I'll just tell you about the dream I had two days ago because I think you might find it useful. (I'll skip the beginning, where I'm looking around Martha Stewart's bathroom, amazed that her shower is as big as a locker room and doubles as a bumper car rink, complete with white and gold gilt bumper cars in styles ranging from rococo to Jetsons.)
Here's the useful part: I'm in the wings of a theater (the wings are the area to the left and right of the stage, areas the audience can't see). I'm watching the performance on stage—Don Johnson (who is a musician in real life) is rehearsing a kind of dance/mime play. People are in a long line, with big pieces of cardboard on their sides, and it's clear they're supposed to be driving on the freeway, stuck in a traffic jam.
They get out of their cardboard cars in unison, pull out cardboard musical instruments, and start to play. The group has created a "happening" where musicians are invited to drive onto on crowded freeways and when the traffic stops, they get on top of their vans and jam.
They are jamming traffic to promote awareness of conservation—showing that traffic jams are a big waste of time and energy. They want to encourage people to telecommute, which efficient and easy.
They get lots of press coverage. Trafficopters flying overhead get the perfect view of the group's name, painted on top of their vans, and transmit it to the evening news. Soon the group starts making and selling CDs they sell on freeway onramps, donating the proceeds to the non-profit group, "Traffic Jamming."
Genius marketing—it's entertaining so people like it, it costs nothing, gets a lot of attention, and is memorable later on, every time someone's stuck in traffic.

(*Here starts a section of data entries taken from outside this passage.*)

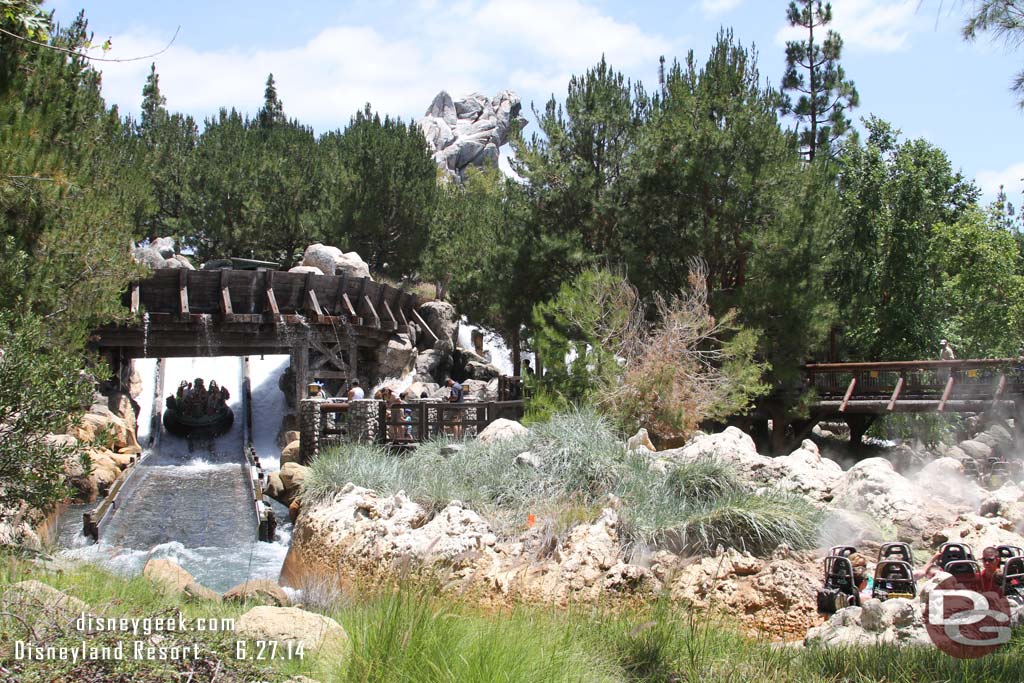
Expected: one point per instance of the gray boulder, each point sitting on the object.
(332, 261)
(976, 450)
(440, 316)
(470, 131)
(164, 247)
(397, 357)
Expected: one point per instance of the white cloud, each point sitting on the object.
(876, 26)
(1011, 178)
(323, 82)
(711, 7)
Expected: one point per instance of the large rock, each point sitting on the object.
(469, 131)
(290, 454)
(176, 580)
(258, 590)
(290, 626)
(359, 530)
(805, 472)
(34, 601)
(332, 261)
(976, 450)
(432, 366)
(397, 357)
(292, 475)
(503, 430)
(912, 513)
(774, 595)
(895, 622)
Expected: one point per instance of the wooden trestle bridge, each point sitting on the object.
(860, 392)
(332, 326)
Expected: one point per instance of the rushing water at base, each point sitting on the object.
(189, 501)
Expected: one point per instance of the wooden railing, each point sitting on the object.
(939, 382)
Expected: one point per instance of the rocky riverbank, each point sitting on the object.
(359, 535)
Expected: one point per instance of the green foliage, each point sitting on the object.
(982, 291)
(813, 72)
(899, 204)
(580, 462)
(71, 188)
(1004, 19)
(585, 322)
(380, 205)
(717, 178)
(40, 393)
(253, 189)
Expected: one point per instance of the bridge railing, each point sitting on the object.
(915, 380)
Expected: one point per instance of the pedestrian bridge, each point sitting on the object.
(859, 392)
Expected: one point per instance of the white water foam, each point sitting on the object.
(216, 567)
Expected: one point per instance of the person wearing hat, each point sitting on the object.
(990, 580)
(861, 578)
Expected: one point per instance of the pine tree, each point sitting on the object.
(812, 71)
(153, 100)
(273, 111)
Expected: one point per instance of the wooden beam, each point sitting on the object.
(387, 309)
(899, 387)
(225, 295)
(349, 308)
(312, 304)
(271, 300)
(341, 293)
(945, 394)
(183, 292)
(426, 327)
(373, 311)
(999, 388)
(846, 396)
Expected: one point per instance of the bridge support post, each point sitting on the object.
(309, 429)
(858, 424)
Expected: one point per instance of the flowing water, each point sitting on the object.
(189, 501)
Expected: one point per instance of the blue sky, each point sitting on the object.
(329, 58)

I'm watching all this from backstage, drinking ginger/bacon tea (it's a dream, I can't explain these things) and thinking, "That's a brilliant idea, I wish I'd thought of that."
Then I woke up and realized I *did* think of that. And I wrote it down on the pad next to my bed, so that I could tell you about it—because it has two important lessons.
The first is about marketing—about how marketing needs to be entertaining, and about how there are many ways to get free publicity.
The second, and more important, is that you have to listen to your own ideas—no matter how stupid they may sound at the time.
The thing is—everybody has ideas, but *most* people don't listen to themselves.
We all spend years listening to other people tell us our ideas are no good, and sometimes we start to think other people are right. Well, what do *they* know? There's no harm in *having* the idea. Write it down. Maybe you'll use it, maybe you won't. Maybe it will lead to another idea you *will* use.
Let the idea age (like fine wine or cheese, but a lot faster) and see which ones still sound good in a day or a week. Then tell other people about it. Don't be upset if people try to tell you all the reasons why your idea is impractical, if not impossible, or just plain stupid. They may be right, but it's *just as likely* that they're wrong.
Most of the inventions we use every day wouldn't be here if the inventor had listened to the people who told them all the reasons why things wouldn't work. It works both ways—next time someone tells you their idea, first try to think of how it *could* work, instead of the other way around.
So excuse me—I've got to go put my guitar in my van. OK, so it might help for me to buy a van and learn how to play the guitar—but at least I know the first steps. That's how it starts. Watch for me playing in traffic. Film at 11.